Onderwerp: Bezoek-historie

RSJ S-20/2885/SGA, 23 januari 2020, schorsing
Uitspraakdatum:23-01-2020

Dit onderwerp bevat de volgende rubrieken.

Nummer          : S-20/2885/SGA

Betreft : [verzoeker]   datum: 23 januari 2020

De voorzitter van de beroepscommissie als bedoeld in artikel 69, tweede lid, van de Penitentiaire beginselenwet (Pbw) heeft kennisgenomen van een bij het secretariaat van de Raad ingekomen verzoekschrift, ingediend door mr.
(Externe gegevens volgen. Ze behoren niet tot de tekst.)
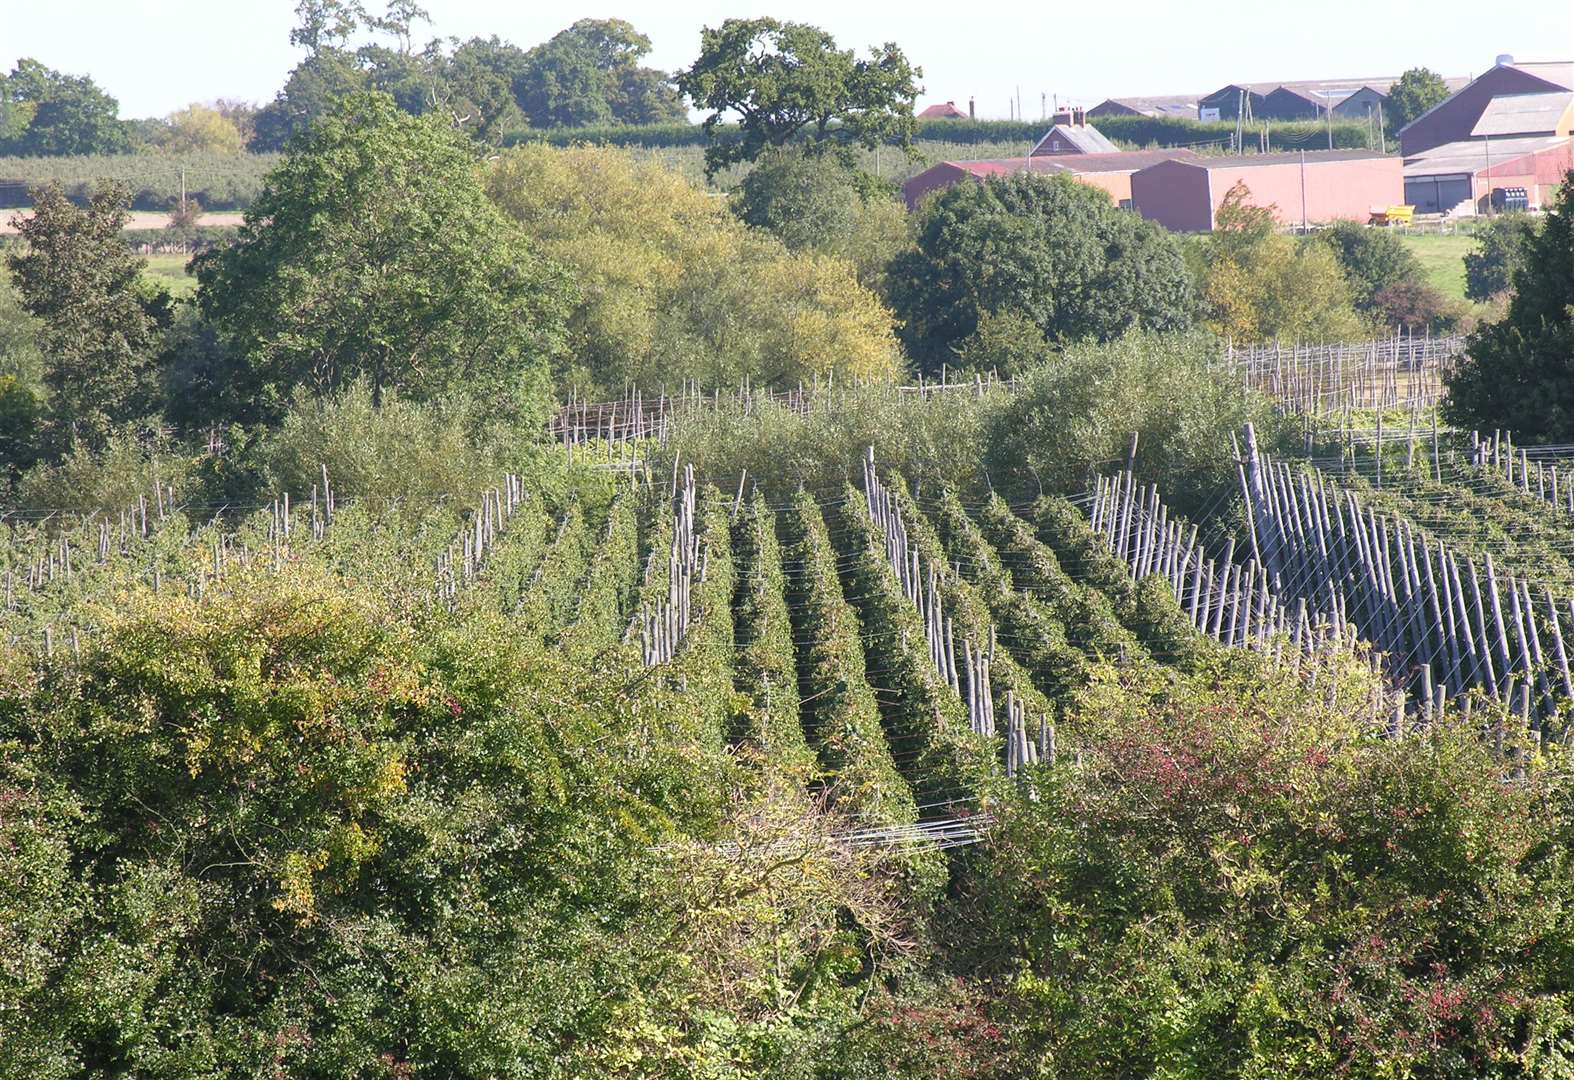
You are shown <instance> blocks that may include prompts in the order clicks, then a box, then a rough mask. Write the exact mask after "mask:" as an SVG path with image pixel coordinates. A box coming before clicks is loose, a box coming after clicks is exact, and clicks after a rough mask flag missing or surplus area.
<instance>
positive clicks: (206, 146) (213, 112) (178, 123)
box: [159, 104, 242, 154]
mask: <svg viewBox="0 0 1574 1080" xmlns="http://www.w3.org/2000/svg"><path fill="white" fill-rule="evenodd" d="M164 123H165V131H164V134H162V137H161V139H159V150H164V151H167V153H172V154H238V153H241V146H242V143H241V129H239V128H236V126H235V121H231V120H230V118H228V117H225V115H224V113H222V112H219V110H217V109H211V107H208V105H195V104H194V105H186V107H184V109H178V110H175V112H172V113H170V115H168V117H167V118H165V121H164Z"/></svg>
J.J. Serrarens, namens […], verder verzoeker te noemen, verblijvende in de penitentiaire inrichting Middelburg.Verzoeker vraagt om schorsing, met toepassing van artikel 66, eerste lid, van de Pbw, van de (verdere) tenuitvoerlegging van de beslissing van de directeur van voormelde inrichting van 21 januari 2020, inhoudende de oplegging van een disciplinaire straf van drie dagen opsluiting in een andere verblijfsruimte dan een strafcel zonder televisie, ingegaan op 20 januari 2020 om 16:00 uur en eindigend op 23 januari 2020 om 16:00 uur, wegens werkweigering. De voorzitter heeft voorts kennisgenomen van het klaagschrift van 21 januari 2020 (MB-2020-000041) alsmede van de schriftelijke inlichtingen van de directeur van 22 januari 2020.

1.         De beoordeling

De voorzitter stelt voorop dat in het kader van het verzoek om schorsing van de tenuitvoerlegging van een beslissing van de directeur slechts ruimte bestaat voor een voorlopige beoordeling en dat de zaak niet ten gronde kan worden onderzocht en beslist. Aan de orde is daarom slechts de vraag of de beslissing waartegen beklag is ingediend in strijd is met een wettelijk voorschrift dan wel zodanig onredelijk of onbillijk is dat er een spoedeisend belang is om thans over te gaan tot schorsing van de (verdere) tenuitvoerlegging van die beslissing. Naar het oordeel van de voorzitter is dat het geval. Namens verzoeker wordt gesteld dat hij ’s ochtends tijdens een tandartsbehandeling verdoving had gekregen voor een ontstoken kies. Nadat de verdoving was uitgewerkt, kreeg hij veel pijn en heeft hij zich ziek gemeld voor de arbeid in de middag. Verzoeker stelt dat hij op de B-kant verblijft en niet heeft meegedaan aan de staking van de A-kant. In de drie jaar dat verzoeker is gedetineerd, heeft hij zich slechts eenmaal ziek gemeld. Voorts stelt verzoeker dat de disciplinaire straf disproportioneel is. Uit de schriftelijke inlichtingen van de directeur komt naar voren dat verzoeker zich ten onrechte had ziek gemeld en daarom disciplinair is gestraft voor werkweigering. De directeur geeft aan dat de medische dienst aangaf dat verzoeker in staat was om arbeid te verrichten. Naar het voorlopig oordeel van de voorzitter heeft de directeur in redelijkheid en billijkheid een disciplinaire straf kunnen opleggen voor dit strafwaardige gedrag van verzoeker. Uit de thans geldende Sanctiekaart 2019 volgt dat voor werkweigering in beginsel een disciplinaire straf kan worden opgelegd van maximaal twee dagen opsluiting in een andere verblijfsruimte dan een strafcel. De directeur heeft in de beslissing niet gemotiveerd waarom een disciplinaire straf van drie dagen opsluiting in een andere verblijfsruimte dan een strafcel zonder televisie is opgelegd en dus ten nadele van verzoeker is afgeweken van de voornoemde Sanctiekaart. Gelet hierop acht de voorzitter de opgelegde disciplinaire straf dan ook niet proportioneel. Het verzoek zal worden toegewezen voor zover de straf de duur van twee dagen te boven gaat.

2.         De uitspraak

De voorzitter wijst het verzoek toe en schorst de tenuitvoerlegging van de bestreden beslissing van de directeur met onmiddellijke ingang tot het moment dat de beklagcommissie op het onderliggende klaagschrift zal hebben beslist.

Aldus gedaan door mr. R.H. Koning, voorzitter, in tegenwoordigheid van mr. S.C. Vogel, secretaris, op 23 januari 2020.